4. `torch.onnx.export(wrapped, (pixel_values,), "PP-DocLayoutV3.onnx", opset_version=18, dynamo=True, dynamic_axes={"pixel_values": {0: "batch"}})`
5. Re-save with `onnx.save(..., save_as_external_data=True, location="PP-DocLayoutV3.onnx.data")` to standardize the sidecar filename.

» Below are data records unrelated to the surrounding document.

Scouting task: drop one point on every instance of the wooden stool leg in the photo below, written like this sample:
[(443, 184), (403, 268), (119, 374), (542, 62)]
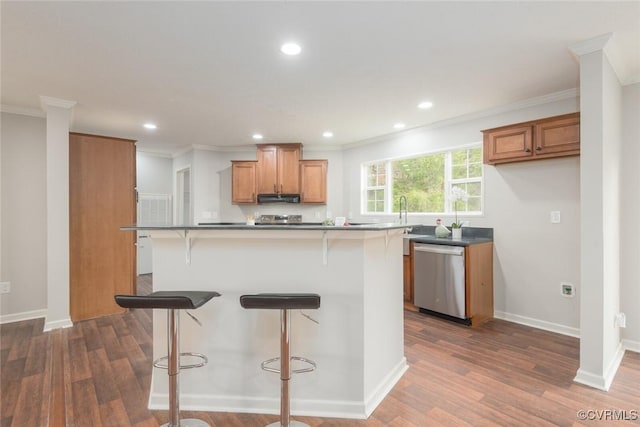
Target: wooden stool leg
[(173, 368), (285, 374)]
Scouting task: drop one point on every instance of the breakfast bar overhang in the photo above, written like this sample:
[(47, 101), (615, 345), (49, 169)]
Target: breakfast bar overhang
[(357, 342)]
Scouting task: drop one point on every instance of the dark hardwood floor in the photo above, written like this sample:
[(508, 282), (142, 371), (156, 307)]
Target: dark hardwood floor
[(97, 373)]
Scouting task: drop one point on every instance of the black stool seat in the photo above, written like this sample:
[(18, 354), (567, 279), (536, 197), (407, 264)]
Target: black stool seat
[(171, 300), (281, 301)]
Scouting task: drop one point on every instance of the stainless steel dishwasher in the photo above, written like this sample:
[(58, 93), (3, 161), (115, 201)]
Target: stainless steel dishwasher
[(439, 282)]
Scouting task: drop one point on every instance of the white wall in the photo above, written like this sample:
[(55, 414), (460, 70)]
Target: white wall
[(630, 237), (24, 219), (532, 256), (154, 173)]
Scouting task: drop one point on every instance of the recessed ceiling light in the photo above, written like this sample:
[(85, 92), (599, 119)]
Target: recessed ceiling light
[(290, 49)]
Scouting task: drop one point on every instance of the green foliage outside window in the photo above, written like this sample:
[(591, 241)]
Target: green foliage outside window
[(427, 183), (421, 180)]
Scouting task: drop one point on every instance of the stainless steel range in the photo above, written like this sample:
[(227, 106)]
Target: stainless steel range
[(280, 219)]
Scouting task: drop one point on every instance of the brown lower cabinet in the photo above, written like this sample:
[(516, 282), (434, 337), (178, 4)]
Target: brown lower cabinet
[(102, 179), (478, 281)]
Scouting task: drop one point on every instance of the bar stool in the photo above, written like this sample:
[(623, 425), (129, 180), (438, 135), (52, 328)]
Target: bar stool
[(284, 303), (173, 301)]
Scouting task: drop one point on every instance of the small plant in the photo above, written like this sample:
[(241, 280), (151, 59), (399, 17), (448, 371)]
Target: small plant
[(458, 194)]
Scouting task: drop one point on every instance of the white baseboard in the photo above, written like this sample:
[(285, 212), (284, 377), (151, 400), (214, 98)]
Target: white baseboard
[(385, 386), (260, 405), (25, 315), (602, 382), (57, 324), (269, 405), (540, 324)]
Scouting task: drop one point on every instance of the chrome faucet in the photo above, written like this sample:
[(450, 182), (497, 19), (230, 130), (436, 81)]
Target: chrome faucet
[(406, 209)]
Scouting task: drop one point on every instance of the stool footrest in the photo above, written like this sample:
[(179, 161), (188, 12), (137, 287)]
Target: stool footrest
[(310, 368), (160, 362)]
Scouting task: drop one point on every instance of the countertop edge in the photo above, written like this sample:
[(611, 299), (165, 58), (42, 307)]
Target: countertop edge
[(367, 227)]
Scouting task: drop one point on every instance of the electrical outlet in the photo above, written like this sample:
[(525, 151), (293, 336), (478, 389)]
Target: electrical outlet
[(5, 287), (567, 289)]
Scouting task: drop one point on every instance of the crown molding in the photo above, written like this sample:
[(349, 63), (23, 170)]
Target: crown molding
[(154, 153), (228, 149), (23, 111), (594, 44), (519, 105), (48, 101)]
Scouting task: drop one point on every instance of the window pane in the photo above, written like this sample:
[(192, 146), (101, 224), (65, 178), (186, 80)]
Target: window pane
[(376, 174), (474, 188), (474, 204), (475, 170), (459, 171), (421, 181), (475, 155), (459, 157)]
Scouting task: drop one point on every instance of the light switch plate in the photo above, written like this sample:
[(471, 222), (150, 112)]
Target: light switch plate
[(5, 287)]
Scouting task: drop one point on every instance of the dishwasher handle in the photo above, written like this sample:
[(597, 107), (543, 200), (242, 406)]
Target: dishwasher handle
[(439, 249)]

Numerical parity vs torch (random `(1, 3, 800, 800)` input):

| output | max absolute diff |
|---|---|
| `logits` | 1.32e-4 |
| `pred_boxes` | 1.57e-5 |
| `out_masks` | 1.62e-3 |
| `order_logits` | 3.96e-2 |

The `order_logits` deviation reflects accumulated floating-point drift in the decoder's attention; argmax-based reading order is unaffected on the test images we checked.

## Inference speed

CPU (Apple M-series, single page, 800×800 input): **~480 ms/page** with `CPUExecutionProvider`.

## Source

- Original weights: [PaddlePaddle/PP-DocLayoutV3_safetensors](https://huggingface.co/PaddlePaddle/PP-DocLayoutV3_safetensors)
- Original PaddlePaddle release: [PaddlePaddle/PP-DocLayoutV3](https://huggingface.co/PaddlePaddle/PP-DocLayoutV3)
- Paper: [PaddleOCR-VL-1.5 (arXiv:2601.21957)](https://arxiv.org/abs/2601.21957)

## License

Apache-2.0 (inherited from PaddlePaddle/PP-DocLayoutV3_safetensors).